Georg Roesch, VP Product Management, JAGGAER

In my previous article, I wrote about the new German Supply Chain Due Diligence Act, similar legislation in other EU countries, and the current discussion around an EU Directive harmonizing the law for all EU countries. While Europe is taking the lead in this particular area of environmental, social and corporate governance (ESG), there is absolutely no doubt in my mind that it will very soon be taken up in other regions of the globe, in particular North America.

The proposed European law would apply to companies with more than 250 employees and annual revenues exceeding €50 million, or balance sheet assets exceeding €43 million, regardless of their place of registration. It will also apply even to small and medium-sized enterprises, which are publicly listed or otherwise considered “high risk” — although this has yet to be defined. Finally, all companies offering financial services will need to comply.

This means all JAGGAER customers already fall within the scope of the legislation. Moreover, procurement is not only a key stakeholder in this issue, it’s the department that is the guardian of data relating to suppliers.

As such, procurement needs to look at the information the organization already has about its suppliers to understand whether the information is complete in terms of their locations, the nature of their businesses, the nature of their workforce etc. This provides the basis for carrying out the nine steps I identified, which involves setting out a risk assessment based on where suppliers are located and the types of people they employ and policies and procedures to identify and mitigate risk.

Based on a review of the information held in JAGGAER systems and the software’s capabilities in relation to German law, I believe that we can already cover 85–90 percent of the obligations it imposes on our customers. What we cannot do as things currently stand is to offer multi-tier oversight of the entire supply chain. JAGGAER cannot — but nor can anyone else, as things stand. Nobody has that level of information.

The need to get proactive

There are a couple of ways we can address this. First, let’s remember, the legislation does not require companies, of any size, to actively monitor their Tier 2 suppliers and beyond. However, if a serious issue comes to your attention, with any supplier, anywhere in the world, you have an obligation to investigate whether that supplier is in your supply chain. Thus it could be that an automotive manufacturer sources its airbags from a 100 percent ethically clean supplier, the airbag manufacturer sources its propellants from perfectly ethical suppliers, but a fourth-tier supplier of sodium azide is reported to be not taking adequate precautions for the safe and environmentally responsible storage and transport of its product.

This is why enterprises must monitor risk proactively, not only doing this regularly for Tier 1 suppliers but also, in the case of a potential incident, for Tier 2 and beyond. JAGGAER can address this issue through its various partnerships, getting the relevant information into the system and monitoring actively. If you do identify a problem, you need to go into case management to address the issue the appropriate level.

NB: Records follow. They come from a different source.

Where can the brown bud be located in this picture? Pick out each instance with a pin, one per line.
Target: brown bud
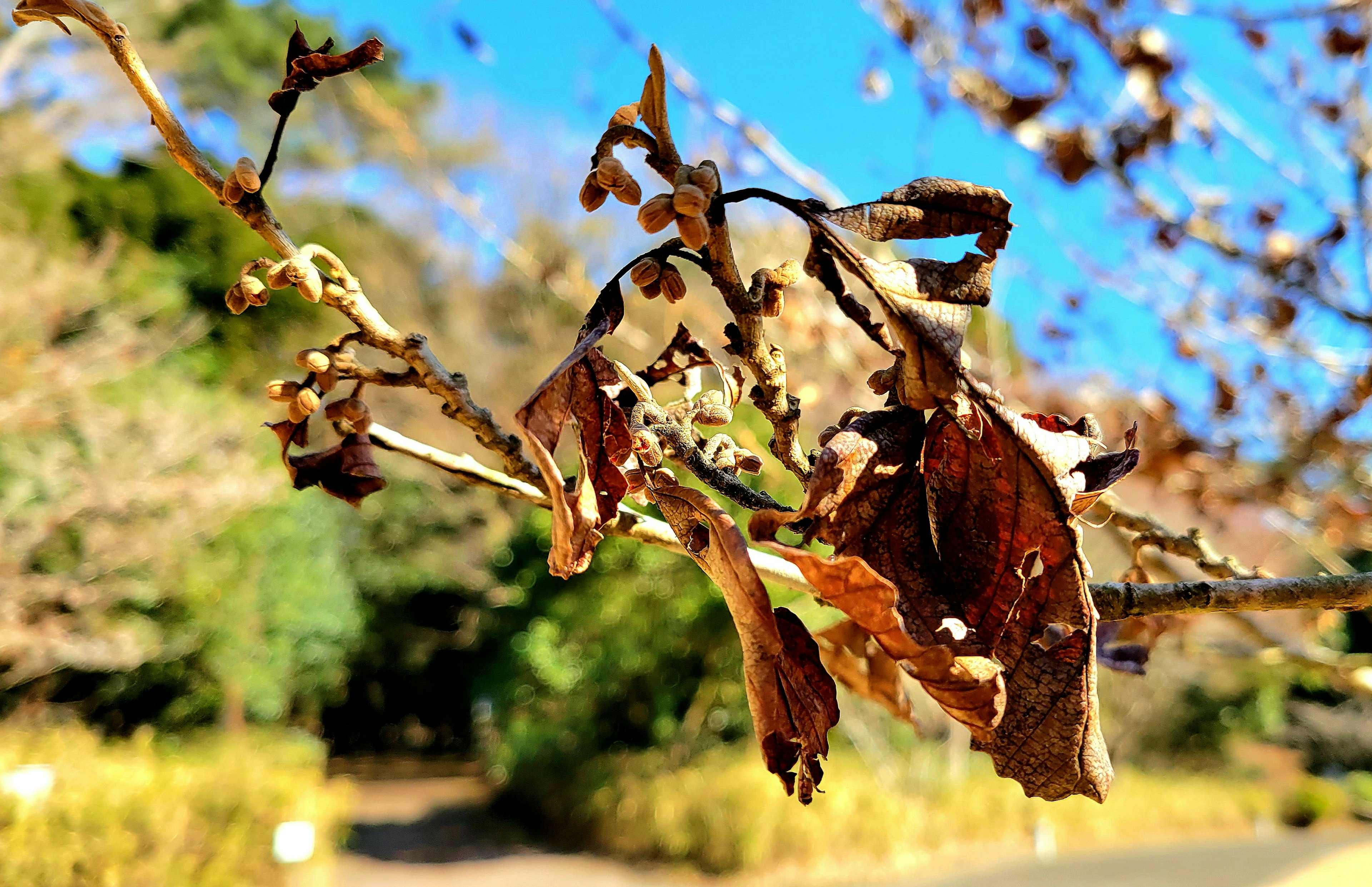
(629, 193)
(295, 414)
(308, 400)
(689, 201)
(611, 174)
(237, 300)
(852, 412)
(282, 391)
(645, 272)
(671, 282)
(246, 172)
(313, 360)
(748, 462)
(328, 380)
(254, 290)
(706, 179)
(232, 190)
(592, 194)
(694, 231)
(656, 213)
(714, 415)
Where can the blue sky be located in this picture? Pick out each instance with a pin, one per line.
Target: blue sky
(557, 70)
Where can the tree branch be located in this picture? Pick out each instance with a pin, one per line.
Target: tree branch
(348, 300)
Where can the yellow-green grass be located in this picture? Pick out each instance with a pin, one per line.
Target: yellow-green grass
(142, 812)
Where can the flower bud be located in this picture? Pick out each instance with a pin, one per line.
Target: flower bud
(630, 193)
(282, 391)
(246, 172)
(612, 175)
(645, 272)
(748, 462)
(308, 400)
(706, 179)
(232, 190)
(592, 194)
(673, 283)
(327, 381)
(694, 231)
(254, 290)
(295, 414)
(237, 300)
(689, 201)
(313, 360)
(656, 213)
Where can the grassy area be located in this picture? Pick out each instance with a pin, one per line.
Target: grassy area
(142, 812)
(725, 813)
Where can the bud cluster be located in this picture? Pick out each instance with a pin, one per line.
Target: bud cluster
(242, 179)
(656, 278)
(610, 178)
(686, 205)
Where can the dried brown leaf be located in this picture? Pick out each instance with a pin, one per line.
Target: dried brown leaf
(789, 694)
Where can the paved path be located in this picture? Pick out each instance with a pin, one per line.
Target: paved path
(1235, 864)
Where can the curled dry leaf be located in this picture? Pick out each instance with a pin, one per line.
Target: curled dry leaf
(999, 492)
(684, 352)
(54, 10)
(868, 500)
(582, 388)
(789, 694)
(859, 664)
(346, 470)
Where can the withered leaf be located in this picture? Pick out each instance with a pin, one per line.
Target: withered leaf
(346, 470)
(859, 664)
(931, 208)
(789, 694)
(652, 106)
(868, 500)
(684, 352)
(54, 10)
(582, 388)
(999, 492)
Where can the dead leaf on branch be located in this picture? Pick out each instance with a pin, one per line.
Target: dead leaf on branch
(868, 500)
(305, 68)
(346, 470)
(789, 694)
(859, 664)
(54, 10)
(999, 492)
(582, 388)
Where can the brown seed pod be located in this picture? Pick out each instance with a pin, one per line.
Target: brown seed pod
(328, 380)
(748, 462)
(592, 194)
(645, 272)
(694, 231)
(689, 201)
(246, 172)
(308, 400)
(313, 360)
(295, 414)
(611, 174)
(656, 213)
(282, 391)
(254, 290)
(673, 283)
(232, 190)
(237, 300)
(714, 415)
(629, 193)
(706, 179)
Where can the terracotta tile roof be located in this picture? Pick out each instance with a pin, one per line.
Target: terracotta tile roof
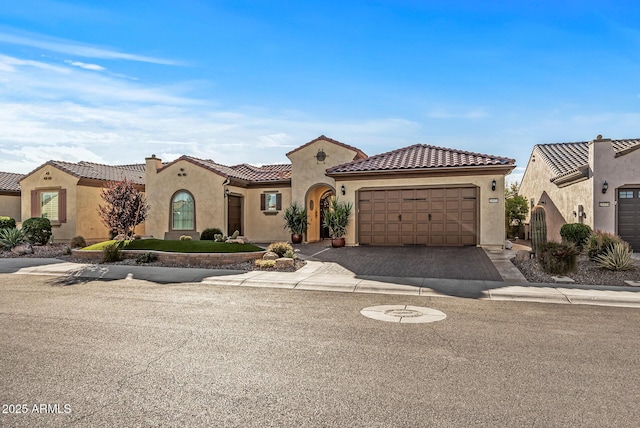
(359, 153)
(245, 172)
(10, 182)
(96, 171)
(569, 158)
(420, 157)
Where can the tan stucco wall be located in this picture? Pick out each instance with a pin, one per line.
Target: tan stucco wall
(10, 207)
(260, 227)
(62, 232)
(604, 166)
(536, 184)
(617, 172)
(204, 185)
(88, 222)
(308, 172)
(491, 215)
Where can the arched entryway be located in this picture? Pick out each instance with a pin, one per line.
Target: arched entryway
(317, 199)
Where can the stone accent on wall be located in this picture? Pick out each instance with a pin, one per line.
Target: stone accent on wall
(212, 259)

Beyond Tier 1, it is impossible to monitor suppliers both regularly and proactively, because the number of potential suppliers runs into millions. Therefore a second approach we are considering is to request information from suppliers about their suppliers, which is then kept in a separate secure data mart, inaccessible to anyone other than authorized users. We can then use that information to identify any possible supply chain issues, while guaranteeing data security and privacy. Should we identify an issue, we would then notify the relevant organization(s).

You need to start now

In fact, something rather similar is currently in operation in the internationally recognized OECD Due Diligence Guidance for Responsible Supply Chains of Minerals from Conflict-Affected and High-Risk Areas, and the associated US 3TG (tungsten, tantalum, tin and gold) conflict minerals due diligence standards. Here too, getting full visibility is challenging, but companies from countries that have signed up to the OECD guidance must be in a position to demonstrate that they have made their best efforts to comply.

At any rate, the technology is already there to support responsible sourcing and supply chain due diligence. That said, to ensure compliance within the stated timeframe, you really need to start putting good practices (it is too early to call them best practices!) and processes in place now.